ARTICLE ABSTRACTctDNA offers a promising, noninvasive approach to monitor therapeutic efficacy in real-time. We explored whether the quantitative percent change in ctDNA early after therapy initiation can predict treatment response and progression-free survival (PFS) in patients with metastatic gastrointestinal cancer.
A total of 138 patients with metastatic gastrointestinal cancers and tumor profiling by next-generation sequencing had serial blood draws pretreatment and at scheduled intervals during therapy. ctDNA was assessed using individualized droplet digital PCR measuring the mutant allele fraction in plasma of mutations identified in tumor biopsies. ctDNA changes were correlated with tumor markers and radiographic response.
A total of 138 patients enrolled. A total of 101 patients were evaluable for ctDNA and 68 for tumor markers at 4 weeks. Percent change of ctDNA by 4 weeks predicted partial response (PR, P < 0.0001) and clinical benefit [CB: PR and stable disease (SD), P < 0.0001]. ctDNA decreased by 98% (median) and >30% for all PR patients. ctDNA change at 8 weeks, but not 2 weeks, also predicted CB (P < 0.0001).
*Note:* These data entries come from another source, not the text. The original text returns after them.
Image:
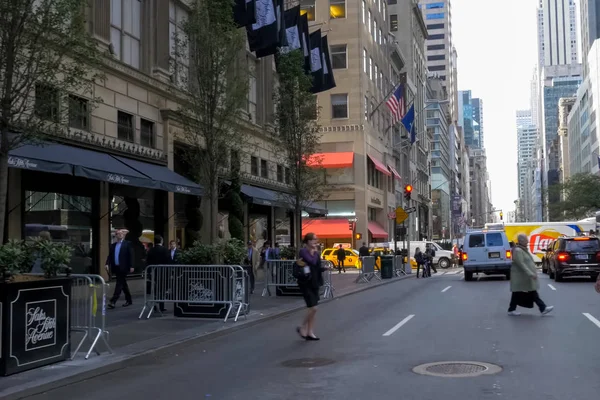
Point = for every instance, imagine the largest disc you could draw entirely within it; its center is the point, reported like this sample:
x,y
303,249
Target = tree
x,y
297,133
580,198
208,64
46,54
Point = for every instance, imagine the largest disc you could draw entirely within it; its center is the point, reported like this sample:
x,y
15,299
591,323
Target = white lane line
x,y
399,325
592,319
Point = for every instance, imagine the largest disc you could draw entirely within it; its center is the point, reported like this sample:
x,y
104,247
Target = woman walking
x,y
309,283
523,279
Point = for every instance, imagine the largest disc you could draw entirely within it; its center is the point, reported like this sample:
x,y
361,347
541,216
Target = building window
x,y
435,16
436,58
79,113
308,7
337,9
435,26
147,133
339,56
47,102
125,127
125,31
288,176
177,44
254,166
436,36
252,98
436,47
264,169
339,106
431,6
235,162
394,23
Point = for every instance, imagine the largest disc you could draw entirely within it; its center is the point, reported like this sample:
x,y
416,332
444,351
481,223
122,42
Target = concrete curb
x,y
120,362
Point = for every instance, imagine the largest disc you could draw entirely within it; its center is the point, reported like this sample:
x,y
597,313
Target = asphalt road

Four-week change in tumor markers also predicted response (P = 0.0026) and CB (P = 0.022). However, at a clinically relevant specificity threshold of 90%, 4-week ctDNA change more effectively predicted CB versus tumor markers, with a sensitivity of 60% versus 24%, respectively (P = 0.0109). Patients whose 4-week ctDNA decreased beyond this threshold (≥30% decrease) had a median PFS of 175 days versus 59.5 days (HR, 3.29; 95% CI, 1.55–7.00; P < 0.0001).
Serial ctDNA monitoring may provide early indication of response to systemic therapy in patients with metastatic gastrointestinal cancer prior to radiographic assessments and may outperform standard tumor markers, warranting further evaluation.